Orla Wolf

Orla Wolf
zuckerauge: ISSN 2569-9458

Donnerstag, 30. Juni 2016

In den Schränken



Ich bin zum Möbelhaus gefahren. Und habe mich in einen Schrank gesetzt. Der Schrank ist weiß. Und sehr geräumig. Sodass ich gut hineinpasse. Ohne irgendwo anzustoßen. Ich sitze frei. Frei im Schrank. Es dauert nicht lang, und die Schranktür öffnet sich.

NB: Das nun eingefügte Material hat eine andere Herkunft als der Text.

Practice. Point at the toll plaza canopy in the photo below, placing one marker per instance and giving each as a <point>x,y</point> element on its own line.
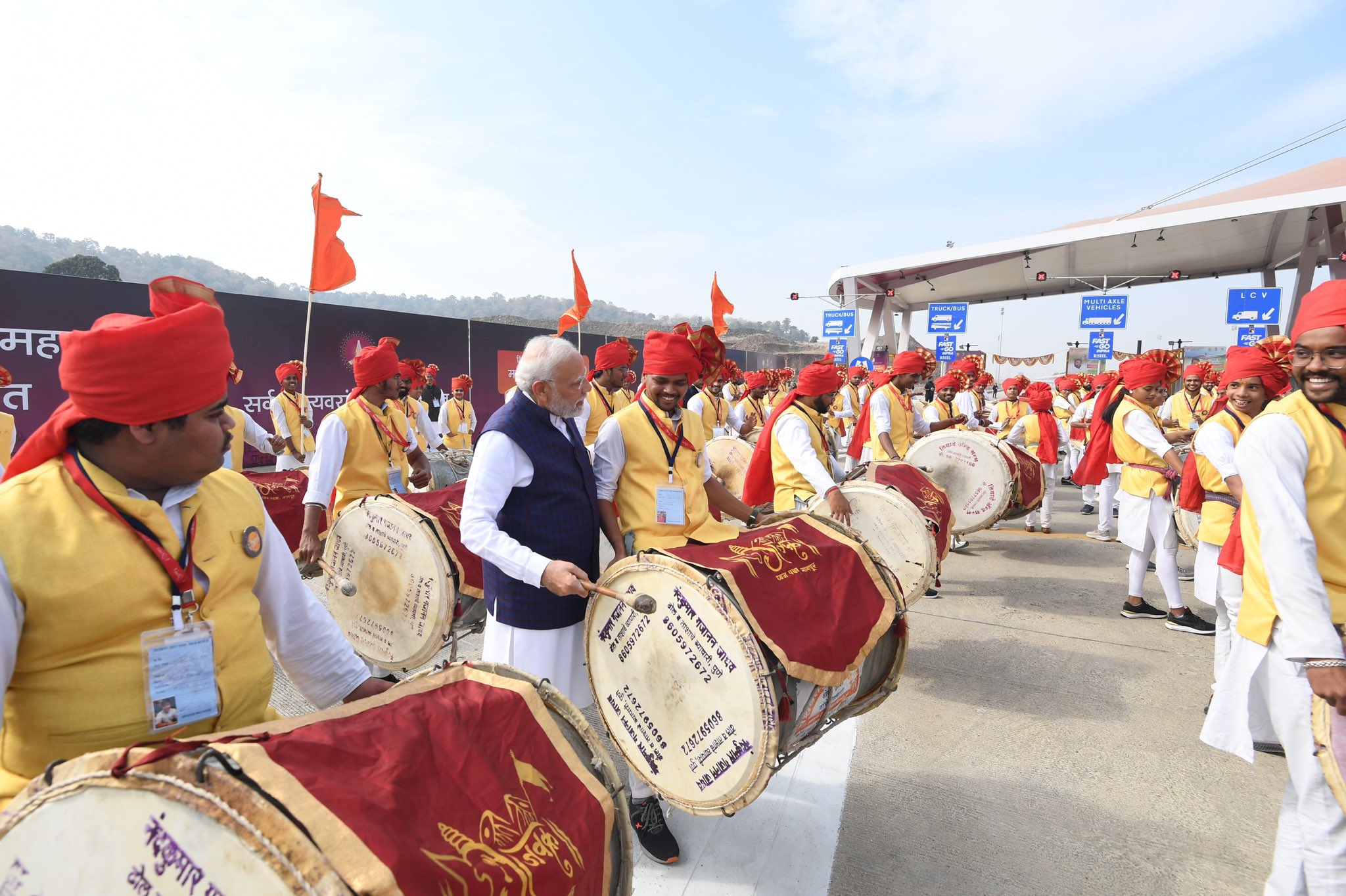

Vor mir steht jemand. Auf Hüfthöhe. Ich muss ein  bisschen nach oben schauen. Um das Gesicht zu sehen. Ich sehe nichts. Denn die Tür wird direkt wieder zugemacht. Sehr schnell. Und es knallt. Ein bisschen. Ich lockere meine Knie. Aber schon geht sie wieder auf. Die Tür. Ein suchender Blick. Ich lache. Und es wird dunkel. Im Schrank. Ich winkle die Beine an. Jetzt wieder Schritte. Die sich nähern. Die Tür wird ganz langsam aufgemacht. Dann ein leiser Schrei. Ich möchte neutral bleiben. Neutral gucken. Wir sehen uns an. Da ist etwas Flackerndes. Im Blick. Meines Gegenübers. Können Sie mir den Schrank empfehlen? Ich antworte nicht. Die Tür schließt sich. Wieder. Ich schlage die Beine übereinander. Dann ein erneutes Öffnen. Jemand fordert mich auf, den Schrank zu verlassen. Ich gehe. In die Küchenabteilung. Um ein wenig von mir abzulenken. Dann kehre ich zurück. Zu den Schränken. Diesmal wähle einen aus Echtholz. Und öffne die Tür. Da sitzt jemand. Im Schrank. Wir sehen uns an. 

A: Warum sitzen Sie hier?
B: Ich mache eine Pause.
A: Eine Pause wovon?
B: Ich kann nicht den ganzen Tag im Restaurant sein. Und nur essen. Und trinken.
A: Ich verstehe nicht.
B: Ich bin Statist. Tagsüber. Ein Restaurantbesucher. Nachts schlafe ich in den Schränken. Wie alle. Hier.